# Bonding with Another Dog/Poo?



## thevegancuddler (Aug 24, 2013)

I've had Emma since about April now, and she's a delight, but a handful! The people I adopted her from told me she was four, but I'm guessing she's more like seven. I'm taking her to the vet, Monday, in any case. She has a few minor health things going on (a cough, a nervous bladder, separation anxiety), and needs shot updates.

She is my first dog, and is definitely a handful! I have cats as well, but they mostly do their own thing, and come up to you when they want attention. As you know, dogs certainly aren't like that! 

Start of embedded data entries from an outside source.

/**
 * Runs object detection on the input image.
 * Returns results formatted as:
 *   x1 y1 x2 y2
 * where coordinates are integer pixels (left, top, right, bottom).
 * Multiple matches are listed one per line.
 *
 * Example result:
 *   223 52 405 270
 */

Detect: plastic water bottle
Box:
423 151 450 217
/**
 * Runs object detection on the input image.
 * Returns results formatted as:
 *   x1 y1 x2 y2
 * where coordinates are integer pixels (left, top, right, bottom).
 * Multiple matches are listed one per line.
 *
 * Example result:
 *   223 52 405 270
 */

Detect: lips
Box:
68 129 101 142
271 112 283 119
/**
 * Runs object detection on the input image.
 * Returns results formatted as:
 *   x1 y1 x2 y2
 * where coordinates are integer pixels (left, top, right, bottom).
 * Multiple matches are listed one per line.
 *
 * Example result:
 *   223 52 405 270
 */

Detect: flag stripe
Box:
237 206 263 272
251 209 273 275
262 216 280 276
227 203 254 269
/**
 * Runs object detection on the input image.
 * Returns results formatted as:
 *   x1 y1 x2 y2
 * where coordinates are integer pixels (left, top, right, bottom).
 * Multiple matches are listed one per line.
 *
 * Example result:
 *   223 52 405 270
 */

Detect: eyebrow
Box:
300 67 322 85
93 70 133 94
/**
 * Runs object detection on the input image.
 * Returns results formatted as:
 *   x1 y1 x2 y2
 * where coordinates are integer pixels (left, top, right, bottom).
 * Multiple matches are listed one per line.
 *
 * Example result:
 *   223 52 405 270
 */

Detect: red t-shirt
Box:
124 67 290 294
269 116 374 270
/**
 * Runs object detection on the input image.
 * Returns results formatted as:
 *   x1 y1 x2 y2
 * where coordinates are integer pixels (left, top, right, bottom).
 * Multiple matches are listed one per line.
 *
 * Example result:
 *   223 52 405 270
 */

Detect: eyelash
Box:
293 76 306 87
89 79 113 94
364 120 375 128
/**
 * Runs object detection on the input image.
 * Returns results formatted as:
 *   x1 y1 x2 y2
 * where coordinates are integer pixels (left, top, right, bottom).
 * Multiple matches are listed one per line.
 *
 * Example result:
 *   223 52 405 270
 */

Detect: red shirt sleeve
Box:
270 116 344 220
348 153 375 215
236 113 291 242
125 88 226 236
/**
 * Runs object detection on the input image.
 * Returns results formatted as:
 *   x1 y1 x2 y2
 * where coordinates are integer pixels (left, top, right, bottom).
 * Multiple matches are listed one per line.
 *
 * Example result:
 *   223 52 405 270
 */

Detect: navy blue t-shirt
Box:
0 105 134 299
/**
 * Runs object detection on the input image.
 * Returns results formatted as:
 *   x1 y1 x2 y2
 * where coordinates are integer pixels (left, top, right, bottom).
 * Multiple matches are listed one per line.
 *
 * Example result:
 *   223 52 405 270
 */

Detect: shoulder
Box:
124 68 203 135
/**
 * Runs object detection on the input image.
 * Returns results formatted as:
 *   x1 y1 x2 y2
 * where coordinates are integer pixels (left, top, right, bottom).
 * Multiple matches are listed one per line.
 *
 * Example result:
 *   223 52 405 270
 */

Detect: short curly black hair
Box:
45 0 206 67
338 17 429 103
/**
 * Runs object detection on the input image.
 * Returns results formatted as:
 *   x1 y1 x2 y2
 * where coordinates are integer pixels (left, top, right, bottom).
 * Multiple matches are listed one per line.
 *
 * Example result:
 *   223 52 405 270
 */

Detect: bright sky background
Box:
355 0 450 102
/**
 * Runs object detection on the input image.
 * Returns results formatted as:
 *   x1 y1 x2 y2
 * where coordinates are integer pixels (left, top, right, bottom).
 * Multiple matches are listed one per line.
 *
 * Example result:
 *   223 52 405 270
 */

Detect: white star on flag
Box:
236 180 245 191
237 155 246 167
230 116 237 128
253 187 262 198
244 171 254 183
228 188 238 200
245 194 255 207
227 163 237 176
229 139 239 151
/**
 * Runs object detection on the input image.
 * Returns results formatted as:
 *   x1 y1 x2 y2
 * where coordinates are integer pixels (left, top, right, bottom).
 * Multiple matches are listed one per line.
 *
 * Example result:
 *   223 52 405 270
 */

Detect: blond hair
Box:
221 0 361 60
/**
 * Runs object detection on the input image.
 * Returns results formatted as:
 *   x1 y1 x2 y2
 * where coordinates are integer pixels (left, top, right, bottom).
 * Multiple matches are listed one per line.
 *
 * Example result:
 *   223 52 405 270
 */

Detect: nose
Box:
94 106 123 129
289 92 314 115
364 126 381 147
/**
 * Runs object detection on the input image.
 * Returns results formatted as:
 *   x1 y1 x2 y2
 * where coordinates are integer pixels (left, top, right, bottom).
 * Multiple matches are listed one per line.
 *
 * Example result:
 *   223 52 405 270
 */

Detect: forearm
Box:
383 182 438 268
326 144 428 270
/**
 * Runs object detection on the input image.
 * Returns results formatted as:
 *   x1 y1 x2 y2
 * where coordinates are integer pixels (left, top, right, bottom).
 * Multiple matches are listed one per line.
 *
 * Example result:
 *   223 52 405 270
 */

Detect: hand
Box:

My question is, would it enhance her quality of life significantly to have another dog/another poo around her own age? Or would she be just as happy being the only doggie? She does throw a fit whenever I leave the house, settling only after five - fifteen minutes of me not coming back. She seems interested in small dogs, but terrified of big ones. Would she be happy with another dog? Or do dogs really prefer to be with just their people? I'm torn!


----------



## tessybear (May 1, 2011)

Lots of people I know have two cockapoos. I think they get on very well in general with other dogs and cats. Mine are such good company for each other when I am at work and when they go to kennels. It may be best to get a boy this time and a puppy who she can train up to leanrn his place as number two in your household.


----------